In 2016, 3PL revenues in China amounted to US$166.7 billion. Research firm Technavio positioned Ceva Logistics as the 4th largest firm with gross revenues of US$1.2 billion, net revenues of US$706 million and 1% of total market share.

In 2018, CEVA Logistics was listed on the SIX Swiss Stock Exchange. The company also acquired Spedimacc, a logistics firm specialising in the transport of fragile and valuable goods and helped Ceva Logistics reach 20% of the Italian market.

In March 2019, CEVA Logistics was acquired by the French group CMA CGM, the world's third-largest container transportation and shipping company, to complete its service range with activities in logistics.
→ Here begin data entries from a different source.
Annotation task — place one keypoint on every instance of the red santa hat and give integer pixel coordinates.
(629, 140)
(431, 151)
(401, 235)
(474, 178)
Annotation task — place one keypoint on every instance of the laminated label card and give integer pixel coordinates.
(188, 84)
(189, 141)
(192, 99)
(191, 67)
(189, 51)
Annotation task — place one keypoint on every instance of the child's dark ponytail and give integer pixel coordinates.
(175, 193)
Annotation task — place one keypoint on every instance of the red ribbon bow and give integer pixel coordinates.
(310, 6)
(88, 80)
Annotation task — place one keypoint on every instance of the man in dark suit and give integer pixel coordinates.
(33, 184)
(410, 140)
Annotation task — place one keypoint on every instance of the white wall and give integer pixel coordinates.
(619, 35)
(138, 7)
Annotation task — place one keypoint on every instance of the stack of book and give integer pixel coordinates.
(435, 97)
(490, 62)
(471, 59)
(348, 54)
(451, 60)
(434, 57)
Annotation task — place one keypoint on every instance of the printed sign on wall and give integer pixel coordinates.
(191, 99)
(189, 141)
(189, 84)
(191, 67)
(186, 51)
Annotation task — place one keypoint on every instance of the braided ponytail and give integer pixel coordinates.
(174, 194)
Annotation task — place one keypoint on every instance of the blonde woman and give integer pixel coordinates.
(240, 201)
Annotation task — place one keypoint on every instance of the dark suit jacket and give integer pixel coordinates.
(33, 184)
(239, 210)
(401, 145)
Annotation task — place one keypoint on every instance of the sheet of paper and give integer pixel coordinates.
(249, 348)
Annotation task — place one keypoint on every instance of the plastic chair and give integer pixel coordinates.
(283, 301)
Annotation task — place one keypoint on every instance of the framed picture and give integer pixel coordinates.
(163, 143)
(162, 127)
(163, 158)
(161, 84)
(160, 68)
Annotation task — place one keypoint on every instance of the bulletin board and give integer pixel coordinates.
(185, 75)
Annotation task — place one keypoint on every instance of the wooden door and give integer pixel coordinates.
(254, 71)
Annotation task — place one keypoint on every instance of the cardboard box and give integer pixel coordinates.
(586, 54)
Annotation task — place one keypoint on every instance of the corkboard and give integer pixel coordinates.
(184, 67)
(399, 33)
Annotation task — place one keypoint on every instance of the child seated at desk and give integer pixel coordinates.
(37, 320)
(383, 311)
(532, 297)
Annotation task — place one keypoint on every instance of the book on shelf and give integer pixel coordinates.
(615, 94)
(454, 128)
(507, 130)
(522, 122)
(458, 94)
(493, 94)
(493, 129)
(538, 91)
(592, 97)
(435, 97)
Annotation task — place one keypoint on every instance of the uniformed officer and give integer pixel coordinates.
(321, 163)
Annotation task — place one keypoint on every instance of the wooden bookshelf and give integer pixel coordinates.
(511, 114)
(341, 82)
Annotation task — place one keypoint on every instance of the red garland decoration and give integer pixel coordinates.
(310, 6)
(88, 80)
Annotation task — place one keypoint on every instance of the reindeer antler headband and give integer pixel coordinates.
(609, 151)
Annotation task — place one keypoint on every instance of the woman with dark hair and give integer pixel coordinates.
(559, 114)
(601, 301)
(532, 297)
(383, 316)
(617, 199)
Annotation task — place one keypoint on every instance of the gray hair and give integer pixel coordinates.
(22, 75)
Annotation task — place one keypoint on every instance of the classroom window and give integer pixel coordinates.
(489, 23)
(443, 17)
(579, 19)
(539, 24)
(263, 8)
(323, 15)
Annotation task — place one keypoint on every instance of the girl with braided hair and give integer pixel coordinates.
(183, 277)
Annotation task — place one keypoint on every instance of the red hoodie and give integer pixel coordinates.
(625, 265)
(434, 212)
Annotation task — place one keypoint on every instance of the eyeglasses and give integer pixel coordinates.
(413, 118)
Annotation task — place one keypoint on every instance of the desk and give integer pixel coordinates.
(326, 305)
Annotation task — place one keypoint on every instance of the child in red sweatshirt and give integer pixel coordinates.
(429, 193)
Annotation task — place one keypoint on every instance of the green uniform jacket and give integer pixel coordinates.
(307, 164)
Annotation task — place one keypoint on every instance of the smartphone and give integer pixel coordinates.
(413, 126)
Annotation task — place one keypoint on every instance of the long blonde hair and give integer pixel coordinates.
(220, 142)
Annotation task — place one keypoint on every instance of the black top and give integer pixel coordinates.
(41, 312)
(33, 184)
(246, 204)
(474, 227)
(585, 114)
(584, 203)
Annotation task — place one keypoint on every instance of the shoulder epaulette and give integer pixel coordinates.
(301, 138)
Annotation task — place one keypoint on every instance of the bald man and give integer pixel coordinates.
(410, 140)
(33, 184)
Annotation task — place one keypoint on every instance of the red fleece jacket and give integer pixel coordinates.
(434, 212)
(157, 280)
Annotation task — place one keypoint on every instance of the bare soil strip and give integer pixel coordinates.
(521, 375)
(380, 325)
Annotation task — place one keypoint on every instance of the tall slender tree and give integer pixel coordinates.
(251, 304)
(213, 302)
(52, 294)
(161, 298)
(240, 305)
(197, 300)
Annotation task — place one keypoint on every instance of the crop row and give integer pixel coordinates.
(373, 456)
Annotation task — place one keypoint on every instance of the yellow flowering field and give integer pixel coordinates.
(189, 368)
CEVA's headquarters moved from Switzerland to Marseille, France.

In 2020, the company acquired AMI Worldwide, a logistics solutions provider in Africa, offering connections with India, the Middle East, and China.

In 2021, CEVA had 98,000 employees working in 6 regions operating from 160 countries.

In 2022, CEVA Logistics finalized the acquisition of the Ingram Micro Commerce & Lifecycle Services (CLS), Colis Privé, GEFCO and Spedag Interfreight.

In 2022, CEVA Logistics announced a partnership with Ferrari as its official logistics partner, providing logistics support services for the Scuderia Ferrari cars and equipment for Grand Prix events, GT racing series, and other Ferrari Challenge events.

In March 2026 CEVA Logistics acquired Fagioli a heavylift and specialised transportation company based in Italy and operations worldwide with multiple partners in different nations. This is the second specialised transportation acquisition by CEVA after Spedag Interfreight of Kenya.

On July 29th 2026, the company had a data breach, involving personal data of customers from multiple businesses including Dutch ING Group bank, Dutch online retail platform bol, and Valve Corporation. According to reports, CEVA Logistics stored user information for 90 days, thus all orders in the 90 days prior to the hack could potentially have been affected.

In late 2024, CEVA logistics collaborated with Almajdouie Holding.